Any reliable predictions of quality regarding the next three months of moviegoing are such stuff as dreams, and nervous, well-compensated industry executives, are made on. My role in this annual list of 10 is simplicity itself. Based on a time-tested combination of hope, guesswork and trailers, it’s time to roll the dice and hope for a few surprises — if not in originality, then in execution, and in the spirit of teaching old brand names a few new tricks.
Release dates are subject to change.
“Mean Girls” (Jan. 12): The 2004 film, written by Tina Fey, was inspired in part by the nonfiction book “Queen Bees and Wannabes.” Fey’s script handled the bullying, cliques, insecurity and vicious high school dynamics with a popular blend of humor and pathos. Then came the 2018 Broadway musical version. And now, again with Fey a creative and on-screen force, the musical version of “Mean Girls” comes to the movies, directed by Samantha Jayne and Arturo Perez Jr.
“Lift” (Jan. 12): This Netflix-only premiere’s mission: Steal half-a-bil in gold, midflight, at 40,000 feet. Kevin Hart leads a team featuring Gugu Mbatha-Raw and, as the resident master of disguise, Vincent D’Onofrio. With that actor and that shtick, suddenly “Lift” becomes a must-see. Heist time!
“The Zone of Interest” (Jan. 12): A Tribune top film for 2023, this is a Holocaust movie unlike any other, focusing with clinical calm and horrifying irony on the lives, routines and unearthly moral blindness of Auschwitz camp commander Rudolf Höss (Christian Friedel) and his wife, Hedwig (Sandra Hüller, of “Anatomy of a Fall”). After limited runs in 2023, the film is getting around more widely. Directed and written by Jonathan Glazer, who optioned Martin Amis’ heavily plotted romantic triangle of a novel and then, wisely, tossed it out.

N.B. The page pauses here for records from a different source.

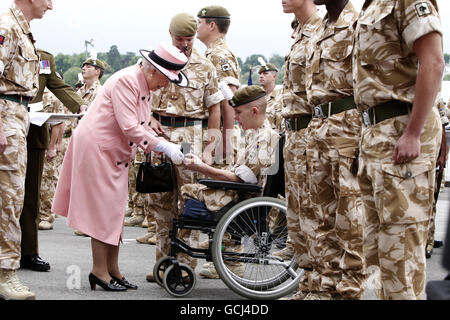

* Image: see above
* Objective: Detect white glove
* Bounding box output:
[219,82,234,100]
[153,140,184,164]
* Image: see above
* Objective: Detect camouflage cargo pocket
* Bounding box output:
[380,162,434,224]
[0,130,19,171]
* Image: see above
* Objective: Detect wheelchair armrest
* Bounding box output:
[198,179,262,193]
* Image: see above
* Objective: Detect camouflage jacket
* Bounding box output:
[205,37,241,88]
[266,88,284,132]
[0,4,39,98]
[152,49,224,119]
[353,0,442,110]
[306,1,358,106]
[282,11,321,118]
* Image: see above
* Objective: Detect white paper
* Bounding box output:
[28,101,44,112]
[29,112,85,127]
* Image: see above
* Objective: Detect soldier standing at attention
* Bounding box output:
[20,49,87,264]
[353,0,444,300]
[0,0,53,300]
[39,88,64,230]
[306,0,365,300]
[147,13,224,282]
[197,6,241,168]
[274,0,321,300]
[258,63,284,132]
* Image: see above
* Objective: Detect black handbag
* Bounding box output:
[136,154,175,193]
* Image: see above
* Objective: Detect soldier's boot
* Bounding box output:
[272,243,294,260]
[0,269,36,300]
[39,220,53,230]
[124,215,144,227]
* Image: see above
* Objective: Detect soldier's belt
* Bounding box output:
[362,100,412,126]
[286,114,312,131]
[153,113,208,128]
[314,96,356,118]
[0,93,31,111]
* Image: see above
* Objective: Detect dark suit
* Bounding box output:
[20,49,85,256]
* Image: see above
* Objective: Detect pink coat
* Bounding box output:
[52,65,159,245]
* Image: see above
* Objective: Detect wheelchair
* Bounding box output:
[153,132,303,299]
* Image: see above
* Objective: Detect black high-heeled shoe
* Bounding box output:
[109,273,138,290]
[89,272,127,291]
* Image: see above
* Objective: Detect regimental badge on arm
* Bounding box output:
[39,60,52,74]
[416,2,431,17]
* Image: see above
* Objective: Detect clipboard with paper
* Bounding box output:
[29,112,85,127]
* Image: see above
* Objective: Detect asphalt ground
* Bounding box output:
[13,187,450,304]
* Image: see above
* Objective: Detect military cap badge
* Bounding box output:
[416,2,431,17]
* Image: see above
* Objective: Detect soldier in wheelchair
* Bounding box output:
[153,86,300,299]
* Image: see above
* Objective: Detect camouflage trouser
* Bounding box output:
[307,109,365,299]
[148,125,203,269]
[284,129,316,290]
[0,100,30,270]
[358,108,442,299]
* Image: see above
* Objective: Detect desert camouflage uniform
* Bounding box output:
[181,120,279,266]
[281,12,321,291]
[149,49,224,269]
[0,4,39,270]
[427,100,449,249]
[39,88,64,223]
[306,2,364,299]
[266,88,285,132]
[353,0,442,299]
[205,37,243,169]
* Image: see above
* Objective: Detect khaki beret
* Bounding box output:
[169,13,197,37]
[258,63,278,74]
[228,85,266,108]
[197,6,230,19]
[81,59,105,70]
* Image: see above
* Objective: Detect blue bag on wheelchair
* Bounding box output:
[182,199,213,220]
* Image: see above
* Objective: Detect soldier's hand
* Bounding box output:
[47,148,56,162]
[392,134,420,165]
[150,116,164,136]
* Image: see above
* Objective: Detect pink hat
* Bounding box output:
[139,42,189,87]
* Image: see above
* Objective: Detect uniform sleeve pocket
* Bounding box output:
[380,162,434,224]
[0,131,19,171]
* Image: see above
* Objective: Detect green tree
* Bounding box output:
[64,67,81,87]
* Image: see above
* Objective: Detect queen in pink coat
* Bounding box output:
[52,43,188,291]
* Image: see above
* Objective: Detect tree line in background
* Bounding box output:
[55,45,284,86]
[55,45,450,86]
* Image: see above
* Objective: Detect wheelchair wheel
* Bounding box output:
[153,257,173,287]
[212,197,303,299]
[163,263,197,298]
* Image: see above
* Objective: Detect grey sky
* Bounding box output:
[0,0,450,59]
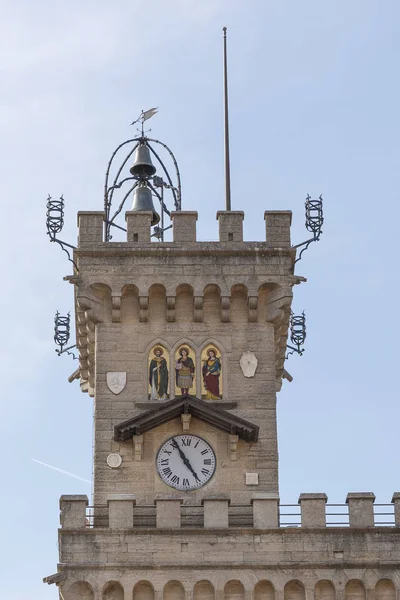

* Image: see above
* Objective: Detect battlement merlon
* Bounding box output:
[78,210,294,248]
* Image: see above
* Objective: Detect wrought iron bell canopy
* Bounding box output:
[104,109,182,242]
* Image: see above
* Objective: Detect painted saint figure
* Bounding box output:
[202,348,222,400]
[149,346,168,400]
[175,348,194,396]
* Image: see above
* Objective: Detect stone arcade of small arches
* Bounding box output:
[63,579,396,600]
[80,278,284,324]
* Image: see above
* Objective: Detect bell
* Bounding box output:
[132,183,160,225]
[129,144,156,177]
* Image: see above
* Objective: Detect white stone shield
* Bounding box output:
[240,352,258,377]
[107,371,126,394]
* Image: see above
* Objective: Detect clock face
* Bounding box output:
[156,435,216,491]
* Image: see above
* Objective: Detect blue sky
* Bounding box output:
[0,0,400,600]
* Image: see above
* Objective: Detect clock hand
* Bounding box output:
[171,438,200,481]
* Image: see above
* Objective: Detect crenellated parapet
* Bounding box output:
[74,211,299,395]
[54,493,400,600]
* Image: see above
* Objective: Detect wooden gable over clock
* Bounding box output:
[114,396,259,442]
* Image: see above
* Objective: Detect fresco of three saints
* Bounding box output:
[149,344,222,400]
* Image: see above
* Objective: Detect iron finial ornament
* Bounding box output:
[104,108,182,242]
[54,311,77,360]
[222,27,231,210]
[286,310,306,358]
[46,194,79,272]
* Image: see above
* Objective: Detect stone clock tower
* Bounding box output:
[45,132,400,600]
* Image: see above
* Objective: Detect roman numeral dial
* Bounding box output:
[156,435,216,491]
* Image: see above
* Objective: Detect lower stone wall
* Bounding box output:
[59,527,400,600]
[60,568,400,600]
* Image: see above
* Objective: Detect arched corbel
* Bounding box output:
[111,295,121,323]
[221,296,231,323]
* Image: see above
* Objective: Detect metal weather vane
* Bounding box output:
[54,311,78,360]
[286,194,324,358]
[104,108,182,242]
[46,194,79,272]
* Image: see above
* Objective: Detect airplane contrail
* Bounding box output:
[32,458,92,485]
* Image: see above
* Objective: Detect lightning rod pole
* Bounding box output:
[223,27,231,210]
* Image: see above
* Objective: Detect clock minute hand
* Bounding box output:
[171,438,200,481]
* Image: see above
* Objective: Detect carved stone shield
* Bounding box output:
[240,352,258,377]
[107,371,126,394]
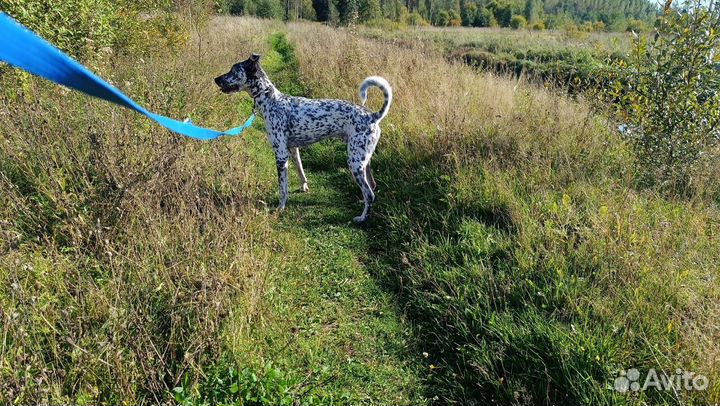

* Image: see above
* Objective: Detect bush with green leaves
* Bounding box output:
[607,0,720,192]
[0,0,187,61]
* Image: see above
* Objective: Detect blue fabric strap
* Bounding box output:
[0,12,255,140]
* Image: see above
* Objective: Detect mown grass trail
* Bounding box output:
[186,34,424,405]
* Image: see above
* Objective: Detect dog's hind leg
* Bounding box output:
[290,148,308,192]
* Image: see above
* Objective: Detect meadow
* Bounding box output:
[0,12,720,405]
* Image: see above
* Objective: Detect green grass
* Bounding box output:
[0,18,720,405]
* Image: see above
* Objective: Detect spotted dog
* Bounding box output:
[215,54,392,223]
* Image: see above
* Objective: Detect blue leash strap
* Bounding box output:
[0,12,255,140]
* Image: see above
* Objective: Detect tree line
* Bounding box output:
[220,0,659,31]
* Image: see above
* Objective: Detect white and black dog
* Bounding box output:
[215,54,392,223]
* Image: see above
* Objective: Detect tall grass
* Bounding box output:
[290,20,720,404]
[0,13,720,405]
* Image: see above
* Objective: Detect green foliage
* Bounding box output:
[608,1,720,190]
[173,362,304,406]
[524,0,539,24]
[473,7,498,27]
[510,15,527,30]
[0,0,187,60]
[358,0,380,21]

“The Teachers’ Lounge” (Jan. 19): Sony Pictures Classics distributes this acclaimed German drama, about a sixth-grade instructor’s painful education in racial animus, parental interference, surveillance culture and the fault lines of society at large. Think of it as an antidote to all the inspirational, tough-love heartwarmers in the world.
“Madame Web” (Feb. 14): A spinoff (web joke, inevitable) of the “Spider-Man” trilogy under the Sony banner, this one’s cowritten and directed by S.J. Clarkson and stars Dakota Johnson as Cassie Webb, New York City paramedic whose psychic abilities reveal future events in the Spider-verse that must be stopped. Or else there’s no hope for a sequel! Sydney Sweeney and Celeste O’Connor co-star as contrasting studies in Spider-Women.

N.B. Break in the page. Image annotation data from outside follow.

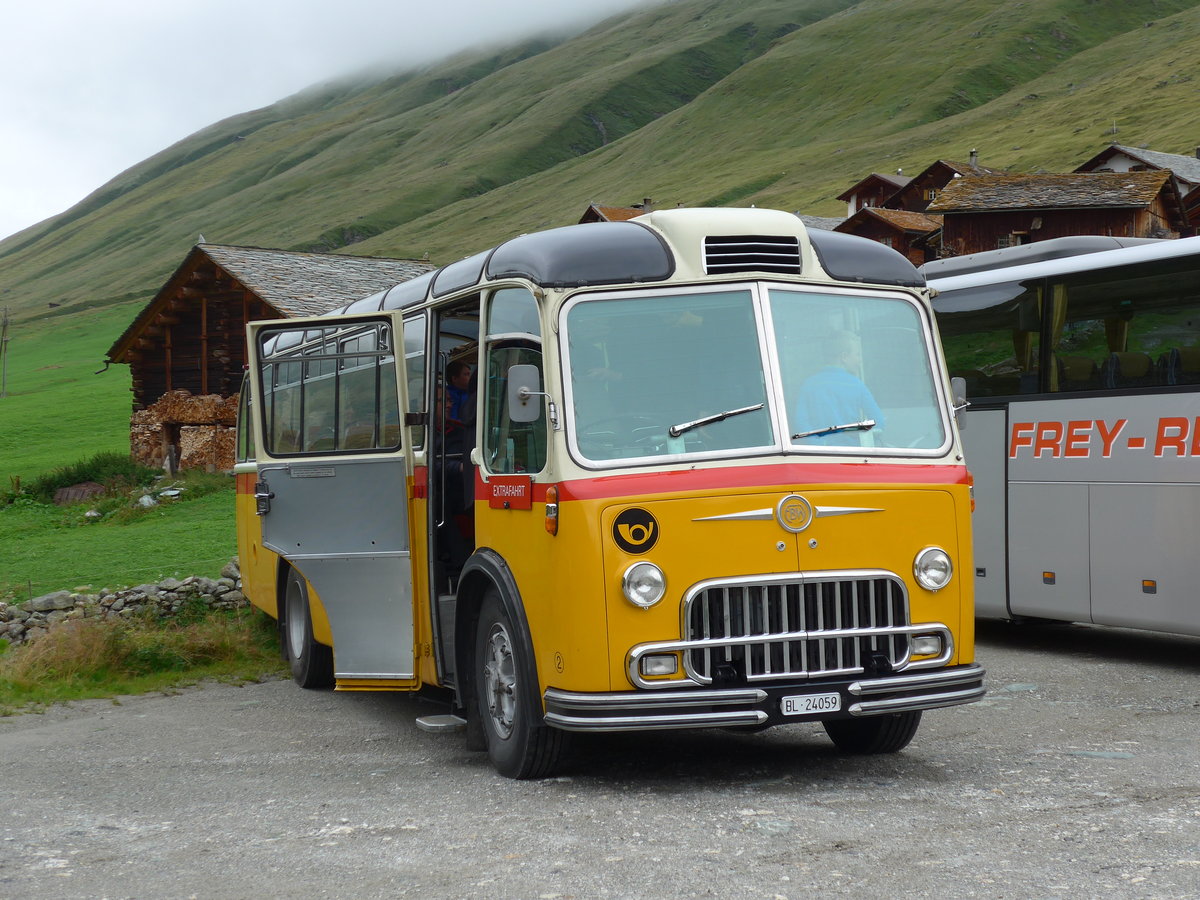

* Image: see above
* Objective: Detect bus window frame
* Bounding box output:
[246,311,410,462]
[553,278,955,472]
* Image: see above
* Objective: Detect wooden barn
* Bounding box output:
[838,172,910,218]
[107,244,436,470]
[577,197,654,224]
[926,170,1189,257]
[883,150,1008,212]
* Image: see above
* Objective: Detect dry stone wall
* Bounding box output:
[0,557,250,644]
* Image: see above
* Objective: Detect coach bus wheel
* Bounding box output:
[821,709,920,754]
[475,589,566,778]
[283,569,334,688]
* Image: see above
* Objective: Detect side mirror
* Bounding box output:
[509,365,546,422]
[950,376,971,431]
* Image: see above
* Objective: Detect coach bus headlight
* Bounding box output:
[912,547,954,590]
[908,635,942,656]
[620,563,667,610]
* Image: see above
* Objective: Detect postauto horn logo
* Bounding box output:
[612,506,659,553]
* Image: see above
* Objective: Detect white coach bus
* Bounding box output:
[923,236,1200,635]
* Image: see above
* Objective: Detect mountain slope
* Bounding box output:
[0,0,1200,319]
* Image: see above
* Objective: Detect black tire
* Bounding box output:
[474,588,568,779]
[821,709,920,754]
[281,569,334,690]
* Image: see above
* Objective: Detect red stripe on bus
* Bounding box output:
[475,463,967,503]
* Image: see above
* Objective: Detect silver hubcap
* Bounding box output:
[288,581,308,659]
[484,622,517,738]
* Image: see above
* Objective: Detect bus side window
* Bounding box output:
[403,316,426,449]
[238,377,254,462]
[482,288,546,482]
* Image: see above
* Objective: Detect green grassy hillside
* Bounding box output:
[0,0,1200,331]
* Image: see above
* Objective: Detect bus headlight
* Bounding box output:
[912,547,954,590]
[620,562,667,610]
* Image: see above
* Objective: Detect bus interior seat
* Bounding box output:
[342,425,374,450]
[275,428,300,454]
[1057,356,1100,391]
[950,368,989,397]
[1162,347,1200,384]
[1104,353,1158,388]
[988,372,1022,397]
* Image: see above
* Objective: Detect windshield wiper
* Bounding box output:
[792,419,875,440]
[667,403,763,438]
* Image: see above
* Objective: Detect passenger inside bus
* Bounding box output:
[792,331,884,446]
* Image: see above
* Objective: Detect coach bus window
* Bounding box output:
[770,289,947,450]
[404,316,426,448]
[238,378,254,462]
[566,289,776,462]
[260,323,400,456]
[937,284,1042,397]
[480,288,546,474]
[1048,270,1200,391]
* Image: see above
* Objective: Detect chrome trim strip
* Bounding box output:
[846,685,988,715]
[691,509,775,522]
[545,709,769,731]
[846,662,984,695]
[542,680,767,709]
[625,622,954,692]
[812,506,883,518]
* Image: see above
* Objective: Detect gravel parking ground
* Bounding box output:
[0,624,1200,900]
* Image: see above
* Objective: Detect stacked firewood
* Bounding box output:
[130,390,238,470]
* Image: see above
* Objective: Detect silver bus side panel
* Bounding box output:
[259,456,415,679]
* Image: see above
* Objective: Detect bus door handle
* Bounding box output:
[254,481,275,516]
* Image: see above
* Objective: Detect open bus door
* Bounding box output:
[247,313,416,688]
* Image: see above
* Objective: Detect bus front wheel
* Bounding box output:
[283,569,334,689]
[821,709,920,754]
[475,588,566,779]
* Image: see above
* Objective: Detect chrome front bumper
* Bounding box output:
[544,664,985,731]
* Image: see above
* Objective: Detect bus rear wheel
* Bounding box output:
[475,588,566,779]
[821,709,920,754]
[283,569,334,689]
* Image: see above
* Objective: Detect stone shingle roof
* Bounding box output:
[859,206,942,234]
[1075,144,1200,185]
[928,172,1171,212]
[583,203,646,222]
[197,244,437,317]
[108,244,437,362]
[836,172,912,200]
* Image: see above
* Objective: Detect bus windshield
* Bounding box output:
[565,286,948,463]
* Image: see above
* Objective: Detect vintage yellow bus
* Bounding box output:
[238,209,984,778]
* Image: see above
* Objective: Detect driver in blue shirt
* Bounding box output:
[793,331,883,446]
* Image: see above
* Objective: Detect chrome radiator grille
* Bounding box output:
[684,571,910,684]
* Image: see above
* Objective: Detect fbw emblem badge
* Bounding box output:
[612,506,659,553]
[775,493,812,534]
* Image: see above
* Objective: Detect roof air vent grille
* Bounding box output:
[704,234,800,275]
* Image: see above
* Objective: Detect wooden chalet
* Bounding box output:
[886,150,1008,212]
[838,172,908,218]
[577,197,654,224]
[926,170,1188,257]
[107,244,436,469]
[1075,144,1200,197]
[834,206,942,265]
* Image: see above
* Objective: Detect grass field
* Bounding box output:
[0,304,137,490]
[0,304,235,600]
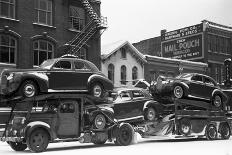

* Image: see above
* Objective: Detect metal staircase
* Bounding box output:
[66,0,107,56]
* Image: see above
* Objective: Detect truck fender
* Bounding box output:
[24,121,53,140]
[89,107,114,121]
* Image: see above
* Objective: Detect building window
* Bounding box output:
[0,0,15,19]
[121,65,126,85]
[33,40,54,66]
[0,34,17,64]
[69,6,85,31]
[78,48,86,60]
[35,0,52,25]
[132,66,138,85]
[121,48,126,59]
[108,64,114,83]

“Bob Marley: One Love” (Feb. 14): A biographical portrait of the reggae legend and Rastafarian royalty, with Kingsley Ben-Adir playing Marley. Lashana Lynch portrays Rita Marley; the director is Reinaldo Marcus Green, who gave us the Will Smith vehicle “King Richard.”
“Dune: Part Two” (March 1): A 2023 postponement — blame it on the actors’ strike; the studios certainly did — arrives to continue the heavy-duty space epic directed by Denis Villeneuve, whose first “Dune” invested Frank Herbert’s words (and words, and words) with some truly spellbinding imagery. Timothée Chalamet returns as Paul Atreides, spice hunter.

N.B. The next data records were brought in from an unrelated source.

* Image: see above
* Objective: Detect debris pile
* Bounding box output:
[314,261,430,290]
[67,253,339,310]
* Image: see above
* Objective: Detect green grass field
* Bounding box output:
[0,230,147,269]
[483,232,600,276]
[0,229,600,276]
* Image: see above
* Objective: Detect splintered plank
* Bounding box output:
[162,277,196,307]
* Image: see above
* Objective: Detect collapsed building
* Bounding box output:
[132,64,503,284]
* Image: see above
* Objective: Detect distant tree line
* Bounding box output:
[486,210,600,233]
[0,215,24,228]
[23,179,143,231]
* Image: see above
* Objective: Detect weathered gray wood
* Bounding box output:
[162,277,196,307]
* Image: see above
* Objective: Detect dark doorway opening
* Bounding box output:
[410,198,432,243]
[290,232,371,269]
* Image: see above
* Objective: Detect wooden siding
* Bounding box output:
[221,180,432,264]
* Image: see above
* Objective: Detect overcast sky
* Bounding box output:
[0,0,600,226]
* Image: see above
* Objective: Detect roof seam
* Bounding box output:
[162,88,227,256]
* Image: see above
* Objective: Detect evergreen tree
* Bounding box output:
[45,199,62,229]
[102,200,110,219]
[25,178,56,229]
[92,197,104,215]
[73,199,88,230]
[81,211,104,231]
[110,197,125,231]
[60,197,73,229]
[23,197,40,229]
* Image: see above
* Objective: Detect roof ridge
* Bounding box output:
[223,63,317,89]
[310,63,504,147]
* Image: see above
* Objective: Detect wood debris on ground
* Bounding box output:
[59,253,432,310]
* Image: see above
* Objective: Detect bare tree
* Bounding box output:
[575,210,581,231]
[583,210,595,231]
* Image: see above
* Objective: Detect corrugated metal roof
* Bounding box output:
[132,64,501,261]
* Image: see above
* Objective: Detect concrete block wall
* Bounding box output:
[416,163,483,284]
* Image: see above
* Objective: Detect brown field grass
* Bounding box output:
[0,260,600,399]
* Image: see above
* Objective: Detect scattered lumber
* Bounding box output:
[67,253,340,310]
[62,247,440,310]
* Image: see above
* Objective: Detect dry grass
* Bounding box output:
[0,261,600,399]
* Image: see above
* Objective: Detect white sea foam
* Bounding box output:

“The American Society of Magical Negroes” (March 22): The hugely controversial and potentially backfiring trailer came out for the satirical comedy, and the heat was from both touchy, defensive white folks and from potential Black audiences. Premise: Aren (Justice Smith) is recruited into a “magical Negro” society, whose mission is to smooth and improve the lives of white people. Hollywood has recycled that trope for a century; it’s time to mess with it a little bit. Isn’t it?
“Mickey 17″ (March 29): South Korean master Bong Joon-ho’s “Parasite” made Oscars history just before the pandemic; now, the writer-director turns his eye to an adaptation of Edward Ashton’s science fiction novel, about an interstellar expedition to colonize an ice world. Expect clones, and Robert Pattinson, Steven Yeun, Toni Collette and Mark Ruffalo.
“Ghostbusters: Frozen Empire” (March 29): One of these “Ghostbusters” re-dos, they’re gonna get an enormous hit out of it, by gum! This one picks up where the 2021 “Ghostbusters: Afterlife” left off, with Carrie Coon, Paul Rudd and McKenna Grace (oh, and Bill Murray and Dan Aykroyd) threatened with a second ice age, which is the last thing Manhattan needs besides another street performer on Times Square.
Michael Phillips is a Tribune critic.